Overall however, this side of Sabin’s argument is more convincing than the second part, in which he highlights cases of punks openly engaging in racism. He points out efforts on the part of the NF to recruit punk members to its cause, emphasizing for example the Rock Against Communism campaign that was set up apparently in response to RAR. Sabin also cites a list of seemingly racist or Nazi inflected works by punk bands.
I do not find this evidence to be particularly compelling. Firstly, as demonstrated by the use of the swastika, punk groups who drew on Nazi, fascist or nationalistic imagery (as illustrated by use of the Union flag) were not necessarily expressing support for such ideas. It would be a particularly obtuse approach, either at the time or in hindsight, that took such artistic outbursts at face value, especially within a cultural movement in which irony was the official currency. Furthermore, most of the groups that Sabin cites as having had a strong connection to racist views are relative unknowns. For instance, Sabin uses the example of NF related bands from Leeds including such ‘illustrious’ names as the Dentists, the Ventz, Crap and Tragic Minds whose lyrics were openly racist and who in 1979 joined with the NF in forming Rock Against Communism. Just as these bands have sunk into obscurity, so too has Rock Against Communism, which was able to raise only a pathetic level of support when compared with its counterpart Rock Against Racism. In addition, Sabin makes repeated reference to Joy Division, whose name was related to Nazism and who utilized associated symbolism. Whilst it is also possible to defend Joy Division with reference to irony and artistic license, I wonder why Sabin mentions them at all, since they were not strictly a part of the original new wave.
Lastly, Sabin highlights the often shaky relationship between punk and RAR. Suspicion of RAR’s left-wing origins, coupled with punk’s anti-authoritarian stance is offered in explanation of this. This is hardly surprising given the internal divisions within the punk movement, and yet it does not mean that the relationship between punk and RAR was not a strong one. If, despite giving RAR magazine Temporary Hoarding an interview, the Sex Pistols never played an RAR gig, this may have more to do with the crippling internal problems the group was facing by late 1977, as well as the fact that they were touring in the US during 1978. This is not to mention the support the campaign did receive from prominent punk bands including the Clash, X-Ray Spex, the Buzzcocks, the Tom Robinson Band, Sham 69, the Ruts and the Specials.

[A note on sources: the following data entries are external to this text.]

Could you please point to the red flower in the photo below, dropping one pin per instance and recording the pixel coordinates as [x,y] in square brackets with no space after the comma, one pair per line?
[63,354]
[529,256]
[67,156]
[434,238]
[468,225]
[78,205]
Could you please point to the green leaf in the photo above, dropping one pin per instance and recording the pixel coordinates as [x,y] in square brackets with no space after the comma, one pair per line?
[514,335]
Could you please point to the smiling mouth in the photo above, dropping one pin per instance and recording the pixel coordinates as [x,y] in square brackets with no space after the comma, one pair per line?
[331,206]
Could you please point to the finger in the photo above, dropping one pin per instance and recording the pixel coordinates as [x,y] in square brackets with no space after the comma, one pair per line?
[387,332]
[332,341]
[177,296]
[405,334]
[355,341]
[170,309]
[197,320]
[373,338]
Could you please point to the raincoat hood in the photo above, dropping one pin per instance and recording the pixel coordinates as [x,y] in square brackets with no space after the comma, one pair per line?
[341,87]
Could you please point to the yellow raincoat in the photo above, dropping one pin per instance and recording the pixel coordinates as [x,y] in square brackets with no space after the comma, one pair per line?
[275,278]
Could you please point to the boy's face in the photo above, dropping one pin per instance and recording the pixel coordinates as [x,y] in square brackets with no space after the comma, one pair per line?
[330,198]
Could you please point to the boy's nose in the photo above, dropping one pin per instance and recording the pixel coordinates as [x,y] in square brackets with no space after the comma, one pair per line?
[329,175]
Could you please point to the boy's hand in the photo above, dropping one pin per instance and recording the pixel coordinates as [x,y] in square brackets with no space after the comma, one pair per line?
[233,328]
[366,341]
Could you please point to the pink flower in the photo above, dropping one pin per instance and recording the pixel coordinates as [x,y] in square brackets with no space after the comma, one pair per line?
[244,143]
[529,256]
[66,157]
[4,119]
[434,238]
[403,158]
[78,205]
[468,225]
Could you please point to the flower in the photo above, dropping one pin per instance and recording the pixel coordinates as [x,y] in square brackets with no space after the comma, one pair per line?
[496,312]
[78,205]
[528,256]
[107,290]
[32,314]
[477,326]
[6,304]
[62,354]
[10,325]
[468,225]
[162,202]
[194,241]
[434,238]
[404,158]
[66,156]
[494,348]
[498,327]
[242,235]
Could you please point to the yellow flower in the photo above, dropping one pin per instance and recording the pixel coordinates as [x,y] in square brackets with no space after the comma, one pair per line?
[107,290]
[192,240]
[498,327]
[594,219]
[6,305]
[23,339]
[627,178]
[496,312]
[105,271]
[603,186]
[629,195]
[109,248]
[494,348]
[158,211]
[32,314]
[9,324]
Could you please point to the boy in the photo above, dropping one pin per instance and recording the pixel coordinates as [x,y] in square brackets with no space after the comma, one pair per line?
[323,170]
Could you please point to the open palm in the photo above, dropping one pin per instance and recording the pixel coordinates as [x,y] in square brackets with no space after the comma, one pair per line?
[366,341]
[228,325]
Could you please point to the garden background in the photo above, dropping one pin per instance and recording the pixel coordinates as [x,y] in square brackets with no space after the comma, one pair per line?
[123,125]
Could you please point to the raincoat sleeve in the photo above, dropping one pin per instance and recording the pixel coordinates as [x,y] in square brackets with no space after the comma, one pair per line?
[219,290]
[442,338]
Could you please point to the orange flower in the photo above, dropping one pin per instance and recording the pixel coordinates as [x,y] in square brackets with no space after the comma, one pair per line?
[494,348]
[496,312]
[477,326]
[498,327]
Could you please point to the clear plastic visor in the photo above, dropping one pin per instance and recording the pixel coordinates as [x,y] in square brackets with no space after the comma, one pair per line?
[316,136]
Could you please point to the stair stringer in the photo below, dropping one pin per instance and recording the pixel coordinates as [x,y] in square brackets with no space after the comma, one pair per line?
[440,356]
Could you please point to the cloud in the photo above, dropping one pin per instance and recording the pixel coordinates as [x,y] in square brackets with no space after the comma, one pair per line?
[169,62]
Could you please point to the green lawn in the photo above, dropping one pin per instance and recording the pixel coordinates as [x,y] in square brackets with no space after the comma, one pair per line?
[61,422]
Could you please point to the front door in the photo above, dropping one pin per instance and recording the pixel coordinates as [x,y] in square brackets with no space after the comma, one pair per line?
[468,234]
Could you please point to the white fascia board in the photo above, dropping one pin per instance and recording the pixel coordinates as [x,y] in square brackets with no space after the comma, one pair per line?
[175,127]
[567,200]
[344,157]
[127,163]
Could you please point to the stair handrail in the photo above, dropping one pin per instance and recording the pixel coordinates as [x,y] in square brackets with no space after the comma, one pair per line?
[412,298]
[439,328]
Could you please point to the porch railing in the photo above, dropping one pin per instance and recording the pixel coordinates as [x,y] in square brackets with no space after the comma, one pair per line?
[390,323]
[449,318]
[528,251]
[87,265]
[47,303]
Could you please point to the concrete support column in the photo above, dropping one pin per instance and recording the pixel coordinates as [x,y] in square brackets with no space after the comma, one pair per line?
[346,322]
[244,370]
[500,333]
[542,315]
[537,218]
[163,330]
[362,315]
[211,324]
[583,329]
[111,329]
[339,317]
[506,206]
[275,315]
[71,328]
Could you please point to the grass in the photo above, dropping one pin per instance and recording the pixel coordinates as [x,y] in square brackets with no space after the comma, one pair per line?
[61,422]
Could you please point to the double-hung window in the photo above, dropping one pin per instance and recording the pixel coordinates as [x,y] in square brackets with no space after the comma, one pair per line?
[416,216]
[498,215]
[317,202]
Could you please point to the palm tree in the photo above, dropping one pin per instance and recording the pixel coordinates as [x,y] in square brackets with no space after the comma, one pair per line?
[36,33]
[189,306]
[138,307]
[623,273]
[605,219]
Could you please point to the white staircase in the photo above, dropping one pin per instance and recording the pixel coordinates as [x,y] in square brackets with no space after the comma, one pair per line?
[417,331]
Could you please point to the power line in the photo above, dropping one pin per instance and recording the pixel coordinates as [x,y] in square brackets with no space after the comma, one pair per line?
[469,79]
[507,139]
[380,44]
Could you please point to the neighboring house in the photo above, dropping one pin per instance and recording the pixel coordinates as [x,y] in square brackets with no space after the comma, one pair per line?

On the whole, Sabin is correct in stating that punk rock and RAR did not constitute perfect examples of anti-racism. At the same time, it is hard to imagine a movement that realistically could. To counter Sabin’s argument there is a good deal of evidence of anti-facist and anti-racist sentiments from punk groups – not obscure bands from Leeds but major acts – which are still remembered today. The Clash’s “White Riot” displayed admiration for the black immigrant community who were not afraid to “throw a brick” or fight for their own rights. The Strangler’s song “I Feel Like A Wog” criticized inequality and the discrimination faced by immigrant communities. The Specials, one of many multi-ethnic bands that were formed during this period, were largely occupied with anti-racism and made this cause central to their career. When interviewed by Tommy Vance for Capital Radio in 1977, Johnny Rotten stated “no one should be a fascist” in response to questions about punk’s ambiguous use of symbols.14 Throughout their interviews with the music press, the Clash repeatedly expressed their desire to use their music to influence young people against racism and the appeal of the NF.15
It must have been clear to all but the most closed minded people at the time that punk groups were opposed to racism, even if this was imperfectly or unevenly expressed within the movement. This is perhaps the most important point. It is illustrated by Paul Simonon of the Clash who, in a 1978 interview with American fanzine Search & Destroy, stated that the group aimed to “be a top-selling band, which has got something to contribute, which people actually get off on, and which can actually help change people’s attitudes.”16 Though punk began as a subculture, a fringe movement, its music had quickly become extremely popular and a shining example of art as a mass medium, thanks at least in part to the astute business nous of some record companies. If, as music theorist and sociologist Simon Frith argues, music is about “sharing feelings and ideas,”17 and at the same time, rock music operates as a mass medium which is experienced by hundreds of thousands of people almost simultaneously, then it stands to reason that punk and its message had the potential to reach, and therefore influence, a very broad audience. Hence when the Clash played “White Riot” in front of around 100,000 people at an RAR gig in late 1978, this can be viewed as a significant political event that deserves attention.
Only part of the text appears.